It differs from the Pfizer and Moderna vaccine. Instead of using mRNA, the Novavax vaccines consists of proteins found in the spikes of the COVID-19 vaccine combined with an adjuvant made from the bark of a tree that grows in Chile.
The FDA today authorized the use of a COVID-19 vaccine today that might be more acceptable to people with fears about vaccines that depend on nucleic acids
The new vaccine, manufactured by Novavax, a relatively small biotechnology company in Gaithersburg, Maryland, is made by assembling proteins found in the spikes that jut out from the surface of the SARS-CoV-2 virus.The proteins are combined with an adjuvant that the company’s website says is derived from the bark of Soapbark trees grown in Chile. Adjuvants are ingredients added to some vaccines to provoke a stronger immune response.
In contrast, the Pfizer and Moderna vaccines use messenger RNA to generate proteins that stimulate a vaccine response. RNA, which stands for ribonucleic acid, is not DNA, the molecule that make up genes, but it “reads” DNA to make proteins and consists of nucleic acids (a single strand rather than double one) like DNA.
There has been misinformation about the COVID-19 vaccines altering in some of people's DNA. Short of that belief, some people confuse RNA and DNA and are frightened by the vaccine mRNA shots.

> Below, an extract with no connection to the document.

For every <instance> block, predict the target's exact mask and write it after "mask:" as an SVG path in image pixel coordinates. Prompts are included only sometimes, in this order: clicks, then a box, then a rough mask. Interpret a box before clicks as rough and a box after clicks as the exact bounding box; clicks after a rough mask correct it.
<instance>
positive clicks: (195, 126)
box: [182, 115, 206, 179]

Novavax said in a press release today that doses of its vaccine will be available in the next few days. The Wall Street Journal reported that millions of doses will be available in a few days' time.
Multiple media reports said Novavax will be priced at $130 a dose. The Kaiser Family Foundation says Pfizer and Moderna are charging $115 and $128, respectively. Because of the Affordable Care Act and laws passed during the early years of the COVID-19 pandemic, people with private insurance or coverage through a public insurer such as Medicare and Medicaid don't have to pay anything out-of-pocket for the vaccines. The federal government has stopped buying COVID-19 vaccines so the cost is borne by private and public insurers.
Novavax tinkered with its vaccine so it would protect against the XBB.1.5. variant of the COVID-19 virus that was circulating earlier this year. But other variants have since displaced XXB1.5, including EG.5 (nicknamed Eris) ad BA.2.86 (nicknamed Pirola).
XBB.1.5. and new strains are all descendants of the Omicron variant that started to circulate in late December 2021. All three vaccines are expected to be effective against the new variants. The Novavax press release says that non-clinical data show that its vaccine produced neutralizing antibodies against EG.5, BA.2.86 and other subvariants and “robust” T-cell responses. Some vaccine experts say the T-cell response to vaccines has been underrated in the analysis of their effectiveness.